I am talking about the latter type.)

Is a kernel thread the same as a kernel process, since Linux processes support shared memory spaces between parent and child, or is it truly a different entity?


4 Answers 4


The documentation can be pretty confusing, so here is the "real" Linux model:

  • inside the Linux kernel, something that can be run (& scheduled) is called a "process",
  • each process has a system-unique Process ID (PID), and a Thread Group ID (TGID),
  • a "normal" process has PID=TGID and no other process shares this TGID value,
  • a "threaded" process is a process which TGID value is shared by other processes,
  • several processes sharing the same TGID also share, at least, the same memory space and signal handlers (sometimes more),
  • if a "threaded" process has PID=TGID, it can be called "the main thread",
  • calling getpid() from any process will return its TGID (= "main thread" PID),
  • calling gettid() from any process will return its PID (!),
  • any kind of process can be created with the clone(2) system call,
  • what is shared between processes is decided by passing specific flags to clone(2),
  • folders' numeric names you can list with ls /proc as /proc/NUMBER are TGIDs,
  • folders' numeric names in /proc/TGID/task as /proc/TGID/task/NUMBER are PIDs,
  • even though you don't see every existing PIDs with ls /proc, you can still do cd /proc/any_PID.

Conclusion: from the kernel point of view, only processes exist, each having their own unique PID, and a so-called thread is just a different kind of process (sharing, at least, the same memory space and signal handlers with one or several other·s).

Note: the implementation of the "thread" concept in Linux has led to a vocabulary confusion, and if getpid() is lying to you does not do what you thought, it is because its behavior follows POSIX compatibility (threads are supposed to share a common PID).

  • 3
    Suggestion: using the word "task" may help referring to something runnable without getting into the process/thread confusion so much.
    – Totor
    Mar 14, 2019 at 13:45

There is absolutely no difference between a thread and a process on Linux. If you look at clone(2) you will see a set of flags that determine what is shared, and what is not shared, between the threads.

Classic processes are just threads that share nothing; you can share what components you want under Linux.

This is not the case on other OS implementations, where there are much more substantial differences.


Threads are processes under Linux.
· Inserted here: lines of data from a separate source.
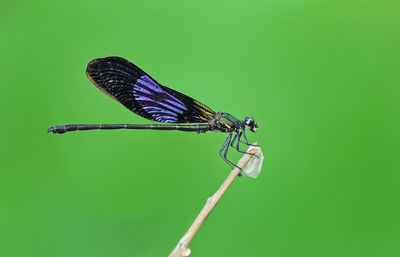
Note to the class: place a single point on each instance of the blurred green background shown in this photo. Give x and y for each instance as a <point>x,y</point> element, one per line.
<point>321,78</point>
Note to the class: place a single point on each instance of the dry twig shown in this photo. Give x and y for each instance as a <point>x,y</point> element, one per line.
<point>182,249</point>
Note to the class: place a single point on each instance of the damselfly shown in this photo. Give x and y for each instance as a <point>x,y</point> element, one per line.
<point>128,84</point>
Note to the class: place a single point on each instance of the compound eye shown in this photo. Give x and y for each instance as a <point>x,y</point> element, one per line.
<point>248,121</point>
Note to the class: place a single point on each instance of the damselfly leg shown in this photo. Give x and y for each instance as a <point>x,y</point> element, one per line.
<point>224,152</point>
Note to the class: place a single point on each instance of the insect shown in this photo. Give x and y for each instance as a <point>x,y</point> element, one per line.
<point>128,84</point>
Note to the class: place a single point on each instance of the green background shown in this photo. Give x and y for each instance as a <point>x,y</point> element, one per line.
<point>321,78</point>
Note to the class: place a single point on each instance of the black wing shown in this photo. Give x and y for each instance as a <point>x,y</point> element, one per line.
<point>137,91</point>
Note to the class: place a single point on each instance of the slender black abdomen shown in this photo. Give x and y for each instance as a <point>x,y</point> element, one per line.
<point>199,128</point>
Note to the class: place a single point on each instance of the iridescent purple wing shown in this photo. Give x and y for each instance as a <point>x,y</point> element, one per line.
<point>137,91</point>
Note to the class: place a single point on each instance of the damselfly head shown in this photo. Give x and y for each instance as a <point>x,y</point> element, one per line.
<point>250,124</point>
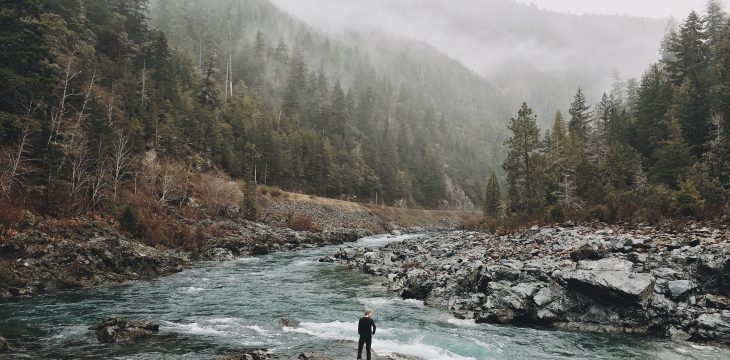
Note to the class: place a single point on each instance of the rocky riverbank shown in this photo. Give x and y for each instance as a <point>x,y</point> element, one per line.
<point>92,253</point>
<point>610,279</point>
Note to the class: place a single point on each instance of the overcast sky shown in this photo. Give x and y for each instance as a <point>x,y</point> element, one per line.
<point>645,8</point>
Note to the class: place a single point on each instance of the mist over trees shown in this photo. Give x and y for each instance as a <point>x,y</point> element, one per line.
<point>652,148</point>
<point>114,101</point>
<point>528,54</point>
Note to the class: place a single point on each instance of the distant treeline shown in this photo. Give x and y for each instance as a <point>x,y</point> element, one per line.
<point>655,147</point>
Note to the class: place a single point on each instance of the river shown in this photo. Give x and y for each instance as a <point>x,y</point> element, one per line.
<point>226,308</point>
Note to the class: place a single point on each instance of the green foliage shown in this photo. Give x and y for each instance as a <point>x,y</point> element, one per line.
<point>492,198</point>
<point>250,209</point>
<point>129,221</point>
<point>525,164</point>
<point>687,200</point>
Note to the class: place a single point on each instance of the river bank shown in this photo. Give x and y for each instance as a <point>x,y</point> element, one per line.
<point>228,309</point>
<point>87,253</point>
<point>644,280</point>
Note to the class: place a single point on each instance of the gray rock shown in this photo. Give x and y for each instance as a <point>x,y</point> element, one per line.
<point>417,284</point>
<point>251,355</point>
<point>612,286</point>
<point>678,335</point>
<point>609,264</point>
<point>586,252</point>
<point>117,329</point>
<point>290,323</point>
<point>679,288</point>
<point>314,356</point>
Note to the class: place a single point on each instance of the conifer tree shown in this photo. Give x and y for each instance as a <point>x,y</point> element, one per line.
<point>524,164</point>
<point>672,158</point>
<point>492,198</point>
<point>579,117</point>
<point>715,21</point>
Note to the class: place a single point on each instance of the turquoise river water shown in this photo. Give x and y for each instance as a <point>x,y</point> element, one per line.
<point>226,308</point>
They are created with the clone system call, which returns a process ID that can be sent a signal via the kill system call, just like a process. Thread processes are visible in ps output. The clone call is passed flags which determine how much of the parent process's environment is shared with the thread process.

  • 3
    The man pthreads(7) says that for the current NPTL (Native POSIX Threads Library) implementation, "all of the threads in a process are placed in the same thread group; all members of a thread group share the same PID." In the obsolete LinuxThreads implementation, each "thread" has its own PID.
    – Totor
    Oct 14, 2016 at 13:48
  • @Totor is that true, though? On recent Linux systems I observe that each thread still has its own PID (viewable via htop, or /proc subsystem, for example) - as well as TGID, which is essentially the PID of the "main thread" in the process that spawned a given thread Jul 21, 2022 at 15:54

Previous answers are excellent, pointing out that threads are processes inside the Linux kernel and that you can clone( ) any subset of the process state you like anyway.

But I think it's helpful to remember that it matters how much context can be shared or must be saved uniquely, and how many cycles it may take for a context switch, which may depend on how much is likely to be different, not just as far as the OS is concerned, but also in the hardware, e.g., the TLB. So it matters what is cloned and what is shared.

At the application level, a new thread (as conventionally understood, sharing the memory image, current directory, open file handles, etc.) is always cheaper than a new process that at best only initially shares any of this. Even if the process is forked with copy-on-write, as soon as it writes, you do have to make the copy. This is why, in designing an application, it's a lot more reasonable to create 10,000 threads than 10,000 processes. The reasons to do a new process are to run a different executable or to firewall for security reasons.